Midesophageal four-chamber view demonstrating an ostium secundum ASD (green arrow) with left-to-right flow noted on color flow Doppler. RA right atrium, LA left atrium, RV right ventricle, LV left ventricle

Ostium Primum ASD

These defects are the second most common ASD (approximately 20%) and occur in the inferior and anterior portion of the IAS, near the atrioventricular valves. This defect generally represents the smallest degree of an atrioventricular canal defect. During embryologic development, the septum primum develops in the direction of the atrioventricular valves leaving the ostium primum to be covered by the septum secundum. Failure of this closure leaves the ostium primum atrial septal defect (Fig. 18.5 and Video 18.4). As the endocardial cushion is also involved in the development of the atrioventricular valves, ostium primum defects can be associated with a cleft in the anterior mitral leaflet.

Fig. 18.5
figure 5

Midesophageal four-chamber view demonstrating an ostium primum ASD (green arrow). RA right atrium, LA left atrium, RV right ventricle

Sinus Venosus ASD

This defect represents an atrial communication adjacent to the attachment of either the superior or inferior vena cava, and results in the respective vena cava over-riding the defect. Sinus venosus defects account for about 8% of all ASDs [4]. Embryologically, the vena cavae are derived from the sinus venosus. Abnormal resorption of the sinus venosus leads to a defect between the cavae and the left atrium (Fig. 18.6 and Video 18.5). The defect is often associated with partial anomalous pulmonary venous return (i.e., anomalous right upper pulmonary vein draining into the left atrium).

Fig. 18.6
figure 6

Midesophageal bicaval view in a patient with a superior sinus venosus ASD and a grossly dilated right atrium (RA).
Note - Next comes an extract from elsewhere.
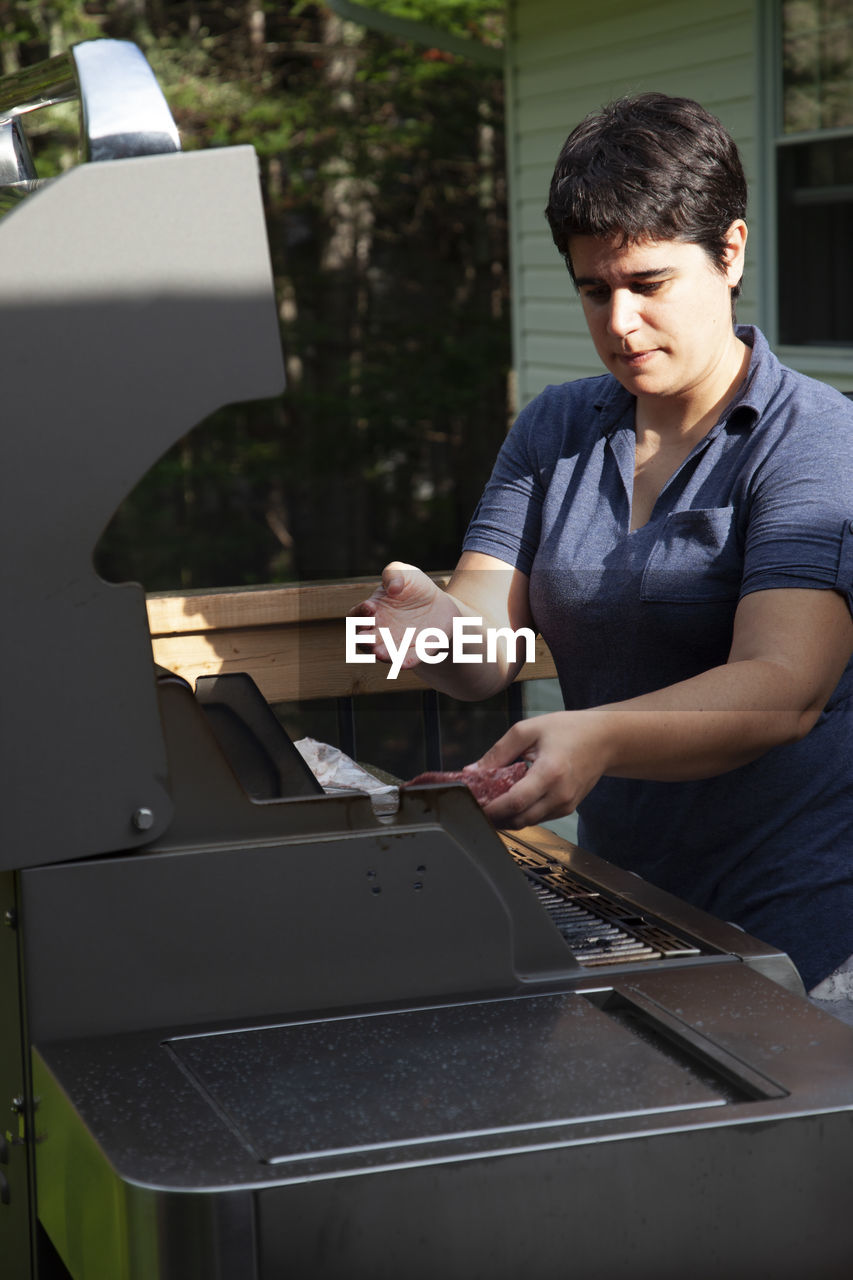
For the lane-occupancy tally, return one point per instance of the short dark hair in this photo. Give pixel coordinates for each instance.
(648, 167)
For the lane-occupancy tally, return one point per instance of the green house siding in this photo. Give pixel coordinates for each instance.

The green arrow indicates left-to-right flow from the left atrium (LA) to the RA near the superior vena cava and RA junction

Coronary Sinus ASD (Unroofed Coronary Sinus)

These rare defects (< 1%) result from a partial or complete defect in the separation between the LA and the coronary sinus, resulting in “unroofing” and causing communication between the right and the left atria.

Transesophageal Echocardiographic Examination for ASDs

The midesophageal (ME) four-chamber view can interrogate the majority of the interatrial septum, though probe withdrawal and insertion may be required for superiorly and inferiorly located ostium secundum defects as well as sinus venosus defects. Advancing the probe to the AV groove allows detection of ostium primum defects, evaluation of the coronary sinus, and Doppler evaluation of atrioventricular valves. Rotation of the probe to right and left is recommended to thoroughly interrogate the area. The ME aortic valve short-axis (SAX) or ME right ventricular inflow-outflow views can also be used to evaluate the septum, TV, and PV. In addition, these views can be used to quantify tricuspid regurgitation, estimate pulmonary artery systolic pressure (PASP) and right ventricular (RV) function, and search for abnormalities of venous return. The ME bicaval view provides a good cross-sectional display of the septum (superior to inferior), aligns the Doppler beam perpendicular to the septum, and is also an excellent view for agitated saline studies. This view is not particularly suited for detection of ostium primum defects but can be modified by clockwise or counterclockwise rotation and multiplane manipulation to detect and evaluate all other ASDs. The transgastric midpapillary SAX views can be used to detect flattening of the interventricular septum and help diagnose RV pressure or volume overload (see Chap. 10). While beyond the scope of this textbook, TEE, especially 3D TEE, can be invaluable during device closure of ASDs by identifying the site and size of the defect, evaluating adequacy of the tissue ring around the defect (generally 5 mm) to hold the device, and following the deployment of the device in real time.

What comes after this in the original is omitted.